Awakening to Respect

20 years ago or so, while sitting in Grant Park in downtown Chicago, my companion looked around and then said something that struck me pretty hard at the time and has been a strong cord of learning and growth ever since. “Look at all of these people around us. Isn’t it incredible that each of them has their own life and story, every bit as complex as our own?” I had never thought of that. This dawning realization had a more impressive impact standing there with thousands of people in view and I immediately recognized that it was no less true every day. I feel it now as almost a near death experience. Faces began to flash before me. Faces that I recognized as the cardboard representations of the people who had been around me all of my life. For I had rarely, really, truly looked at folks with any depth.

Due to personality, a series of potent events, and my environment growing up, I grew up feeling isolated from the world around me. I largely lived inside my own head. I felt an outsider, rejected. This day in Chicago marked the first crack in the gate to understanding that I had been rejecting the world and people around me. I had not been seeing the world beyond my own concerns regarding how I fit in and how I felt and thought that the world was affecting me. I was not seeing past my story of people to realize that they have their own story. In fact, their own story that has little to do with me, only touches on my story here and there and even then does not match up with my own experiences and memories.

Growing up, I felt rebellious against the word respect. This was in part due to my misunderstanding of the word and ambiguity in common usage. There is respect that is earned that moves in the direction of admiration. With this definition in mind, orders to “Respect your elders” and “respect your teachers” was met with resentment and disagreement by me. Folks don’t earn my admiration just by being older than me or choosing to educate children as their means of earning income.

There is a subtler and perhaps more important meaning of respect. This is the appreciation that the universe is infinitely more wonderful and complex than we can even scratch the surface in understanding and that every different perspective is a universe unto itself.
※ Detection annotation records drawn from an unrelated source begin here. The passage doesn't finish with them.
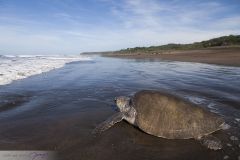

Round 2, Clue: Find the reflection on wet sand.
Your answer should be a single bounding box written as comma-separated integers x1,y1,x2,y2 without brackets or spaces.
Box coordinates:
0,58,240,160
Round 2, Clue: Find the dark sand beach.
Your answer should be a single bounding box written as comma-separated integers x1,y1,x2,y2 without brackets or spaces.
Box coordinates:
103,47,240,66
0,57,240,160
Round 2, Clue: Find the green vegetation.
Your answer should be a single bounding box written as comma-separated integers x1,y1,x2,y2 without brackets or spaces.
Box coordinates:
117,35,240,54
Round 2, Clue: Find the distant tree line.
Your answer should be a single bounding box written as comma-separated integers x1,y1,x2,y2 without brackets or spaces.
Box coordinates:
118,35,240,53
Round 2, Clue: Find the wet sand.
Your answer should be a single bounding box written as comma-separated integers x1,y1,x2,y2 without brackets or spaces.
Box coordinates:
104,47,240,66
0,58,240,160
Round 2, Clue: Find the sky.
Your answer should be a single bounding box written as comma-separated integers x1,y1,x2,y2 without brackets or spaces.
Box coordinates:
0,0,240,55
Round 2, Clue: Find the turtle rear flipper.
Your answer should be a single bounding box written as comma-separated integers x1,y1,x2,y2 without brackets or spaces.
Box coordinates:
200,135,223,150
92,113,123,135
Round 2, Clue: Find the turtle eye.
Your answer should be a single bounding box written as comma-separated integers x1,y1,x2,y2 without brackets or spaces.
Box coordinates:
129,99,132,106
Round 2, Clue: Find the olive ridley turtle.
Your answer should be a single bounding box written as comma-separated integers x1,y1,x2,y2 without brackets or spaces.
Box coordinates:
93,90,229,150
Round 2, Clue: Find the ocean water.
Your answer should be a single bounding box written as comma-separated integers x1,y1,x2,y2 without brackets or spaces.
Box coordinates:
0,56,240,160
0,55,89,85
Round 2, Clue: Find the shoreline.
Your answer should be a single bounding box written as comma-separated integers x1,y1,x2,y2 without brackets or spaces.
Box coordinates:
101,47,240,67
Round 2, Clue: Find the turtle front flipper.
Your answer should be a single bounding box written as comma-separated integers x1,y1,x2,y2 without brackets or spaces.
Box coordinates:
199,135,223,150
92,113,124,134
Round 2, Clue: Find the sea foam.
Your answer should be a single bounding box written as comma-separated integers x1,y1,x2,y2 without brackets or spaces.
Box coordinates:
0,55,91,85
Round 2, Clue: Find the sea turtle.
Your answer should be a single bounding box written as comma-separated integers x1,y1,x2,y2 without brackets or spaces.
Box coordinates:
93,90,228,150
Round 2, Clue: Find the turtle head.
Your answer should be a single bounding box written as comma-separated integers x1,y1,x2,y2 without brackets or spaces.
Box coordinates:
115,96,131,112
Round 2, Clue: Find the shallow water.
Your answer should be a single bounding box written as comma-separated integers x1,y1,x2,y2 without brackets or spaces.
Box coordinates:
0,57,240,159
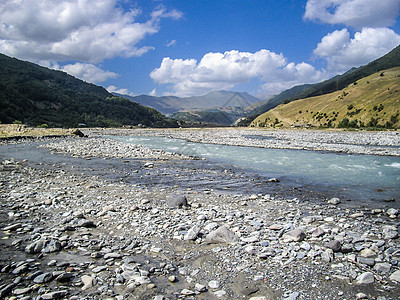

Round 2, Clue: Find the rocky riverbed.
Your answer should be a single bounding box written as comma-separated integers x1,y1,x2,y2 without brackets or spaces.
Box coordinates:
0,131,400,300
85,128,400,156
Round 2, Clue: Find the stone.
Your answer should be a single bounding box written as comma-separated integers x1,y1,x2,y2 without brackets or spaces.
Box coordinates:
389,270,400,283
42,239,62,253
386,208,399,219
194,283,207,293
181,289,196,296
183,225,200,241
311,227,325,237
33,272,53,283
104,252,122,259
356,293,368,300
208,280,219,289
328,198,340,205
360,248,376,258
356,272,375,284
357,257,375,267
325,240,342,252
13,287,32,296
40,290,68,300
321,249,333,263
92,266,107,273
382,225,399,240
168,275,176,282
374,263,392,274
206,225,239,244
282,228,306,243
55,272,74,282
166,194,189,208
81,275,96,291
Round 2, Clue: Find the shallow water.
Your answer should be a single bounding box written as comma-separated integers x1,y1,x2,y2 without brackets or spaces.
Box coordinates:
112,136,400,202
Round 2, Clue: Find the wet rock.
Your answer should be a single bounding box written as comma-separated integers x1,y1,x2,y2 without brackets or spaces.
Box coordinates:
389,270,400,283
33,272,53,283
325,240,342,252
328,198,340,205
81,275,96,291
208,280,220,289
40,290,68,300
168,275,177,282
374,263,392,274
194,283,207,293
206,225,239,244
166,194,189,208
183,225,200,241
382,225,399,240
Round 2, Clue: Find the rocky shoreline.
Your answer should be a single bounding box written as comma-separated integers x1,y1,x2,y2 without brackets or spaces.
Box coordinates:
83,128,400,156
0,130,400,300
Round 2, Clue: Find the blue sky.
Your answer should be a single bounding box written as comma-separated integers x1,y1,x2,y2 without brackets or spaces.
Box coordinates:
0,0,400,98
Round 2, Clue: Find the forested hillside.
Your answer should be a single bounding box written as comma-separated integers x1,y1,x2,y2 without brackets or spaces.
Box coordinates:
0,54,176,127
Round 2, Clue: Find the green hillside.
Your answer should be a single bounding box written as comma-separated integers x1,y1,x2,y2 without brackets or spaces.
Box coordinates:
248,46,400,124
0,54,176,127
251,67,400,128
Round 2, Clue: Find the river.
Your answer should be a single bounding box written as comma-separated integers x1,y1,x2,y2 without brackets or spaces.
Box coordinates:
111,136,400,206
As applies to people, each has their own experiences, stories, ideals, reasons for existence that is entirely different from our own. However well we think we may know someone, there are still worlds of things to learn and they continue to change in every moment. There is no objective reality. The stories we maintain are just that. Everything that we see, hear, feel, taste, sense, take in in any way, comes to us via our own unique filter and then runs through many layers of subjective algorithms as time passes. If two people watch the same movie scene, each will have their own interpretation that may be radically different even though this scene has been carefully crafted, edited, produced to have a very specific effect. Now reflect on how wide ranging the interpretations of a quick text or e-mail crafted by someone who is not a writer by trade. Then follow the exponential potential for misunderstanding in a string of quick messages sent back and forth in a group by folks who are not recognizing responsibility for their own feelings and interpretations.
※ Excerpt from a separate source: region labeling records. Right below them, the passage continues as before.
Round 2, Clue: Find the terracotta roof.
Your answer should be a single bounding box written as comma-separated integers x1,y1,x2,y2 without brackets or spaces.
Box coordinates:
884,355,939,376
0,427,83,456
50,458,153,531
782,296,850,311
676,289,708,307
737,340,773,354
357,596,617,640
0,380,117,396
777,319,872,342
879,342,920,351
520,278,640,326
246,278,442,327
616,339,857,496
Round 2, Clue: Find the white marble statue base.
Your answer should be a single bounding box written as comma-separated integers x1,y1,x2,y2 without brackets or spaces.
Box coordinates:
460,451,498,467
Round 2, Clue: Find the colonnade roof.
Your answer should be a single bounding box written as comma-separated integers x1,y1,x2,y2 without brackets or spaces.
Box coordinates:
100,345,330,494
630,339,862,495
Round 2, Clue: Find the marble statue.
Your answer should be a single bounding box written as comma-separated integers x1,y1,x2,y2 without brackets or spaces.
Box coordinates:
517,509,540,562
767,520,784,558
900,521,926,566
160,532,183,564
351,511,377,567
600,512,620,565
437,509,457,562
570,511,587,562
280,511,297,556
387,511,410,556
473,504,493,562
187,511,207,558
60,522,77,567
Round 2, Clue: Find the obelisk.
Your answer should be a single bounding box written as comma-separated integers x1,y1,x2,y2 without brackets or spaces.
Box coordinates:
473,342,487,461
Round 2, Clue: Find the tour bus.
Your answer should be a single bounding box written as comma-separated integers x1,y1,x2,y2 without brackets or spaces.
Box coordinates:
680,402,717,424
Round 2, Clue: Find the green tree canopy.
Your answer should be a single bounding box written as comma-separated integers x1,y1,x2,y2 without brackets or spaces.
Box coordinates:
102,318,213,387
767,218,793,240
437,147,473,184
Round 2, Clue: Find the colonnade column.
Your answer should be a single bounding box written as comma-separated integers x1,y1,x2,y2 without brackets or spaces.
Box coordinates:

The basic level of respect is opening to seeing depth around us, seeing into the mystery, relaxing our gaze and adherence to our own story lines allowing us to take in new perspectives. This basic level of respect opens us up to learning and growth. It also opens us to the earned respect and admiration. Using this definition of respect, “Respect everyone and everything, including yourself” seems to make more sense than singling out elders, teachers, bosses, etc..

Respect is the most critical component of peaceful communication. Remembering that the entirety of our experience in every moment is completely within us, largely created or chosen by us, and taking ownership of this in our words is crucial to not infiltrating another’s domain with our personal version of reality.